Project profile: Medical center infrastructure upgrade

Designed with UPS eBoost power efficiency technology, this project was set up with a central plant to provide utility and emergency power to the entire campus and be expanded for additional capacity over time.

By GE Critical Power September 3, 2014

Project name: Rush University Medical Center

Project type:
Critical infrastructure upgrade

Engineering Firm: GE Critical Power

Building type: Hospitals/health care facilities

Location: Chicago, IL

Timeline: November 2010 – March 2011


Project Background

Rush has been part of the Chicago landscape longer than any other health care institution in the city. Rush Medical College received its charter on March 2, 1837, just two days before the city of Chicago was incorporated. Rush Medical College was the first medical school in Chicago, and one of the earliest in the Midwest. Today, Rush is a nationally recognized teaching and research hospital focused on training the most elite medical professionals, while maximizing the treatment of its patients. In 2004 Rush University Medical Center initiated the Rush Transformation to modernize the campus with new and renovated buildings designed to better support patient needs, as well as advanced information systems to improve the quality, safety and efficiency of patient care. Six years into renovations, the campus now has a newly built 14-story hospital, an emergency department, a 5-story professional building and a 7-story parking structure. The Transformation includes a new central energy plant that connects each of the campus buildings, which eliminates the individual building control centers and gives Rush centralized control of dependable emergency and normal power.

Project details

  • 664-bed hospital
  • Includes 376-bed tower hospital building which opened in 2012 as part of the Medical Center’s major campus renovation
  • Tower hospital building earned the LEED Gold certification, making it the largest new construction health care project in the world to be LEED Gold Certified.

Challenge

Integrate the decentralized power systems that provide efficient normal and critical power is marked as the biggest challenge in the project. A vital requirement for hospitals is to provide critical power to life-sustaining areas of the hospital within 10 seconds of an outage. One of the paramount challenges Rush faced was a decentralized emergency power system that did not efficiently meet the 10-second requirement. To help devise a solution, the Rush Transformation team reached out to GE.

Centralized Energy System

Rush and GE collaborated on a plan to integrate the decentralized emergency electrical system by designing a Central Energy Plant to provide emergency loads to the campus’s geographically dispersed buildings. The emergency power system is hardwired with redundancy to ensure restoration of critical power within 10 seconds of an outage, as required by the state of Illinois. In a hospital environment, those 10 seconds of downtime can be life-threatening.

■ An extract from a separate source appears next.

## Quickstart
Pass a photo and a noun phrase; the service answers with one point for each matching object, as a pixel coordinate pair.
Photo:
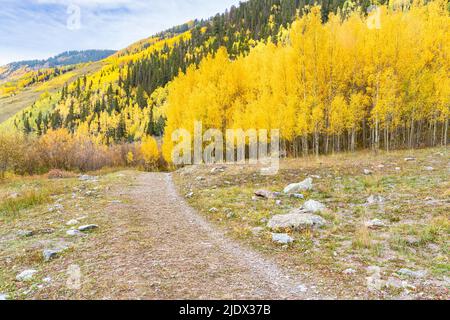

GE’s equipment became a lifeline for Rush Hospital Medical Center, beating the 10-second mark with a restoration time of 8.4 seconds. This is an impressive feat for a hospital with 27 buildings that are widely dispersed over 7 square blocks in downtown Chicago.

Since Rush’s new hospital, called the Tower, opened in January of 2012, the Central Energy Plant has been silently providing life support for all patients in the hospital. Previously, when there was a power interruption, there was no easy way to determine the cause of the malfunction. Testing all parts of the electrical system to repair the glitch was inefficient. Now GE’s Supervisory Control and Data Acquisition (SCADA) system allows Rush to monitor and pinpoint the exact malfunction location.

Project results

  • Provides emergency and back-up power to the 13-building hospital from a central energy plant in 10 seconds or less
  • Used multimode UPS technology designed to deliver uninterrupted power to Rush Hospital’s telecommunication systems in the East Tower Building, offering 99% efficiency in eBoost mode
  • Full scope of equipment: UPS, paralleling switchgear, programmable logic controller network, automatic transfer switches (ATS), surge protection devices, supervisor control and data acquisition (SCADA) system, medium voltage switchgear, protective relays, low voltage switchgear, packaged substations, transformers, motor control centers, switchboards.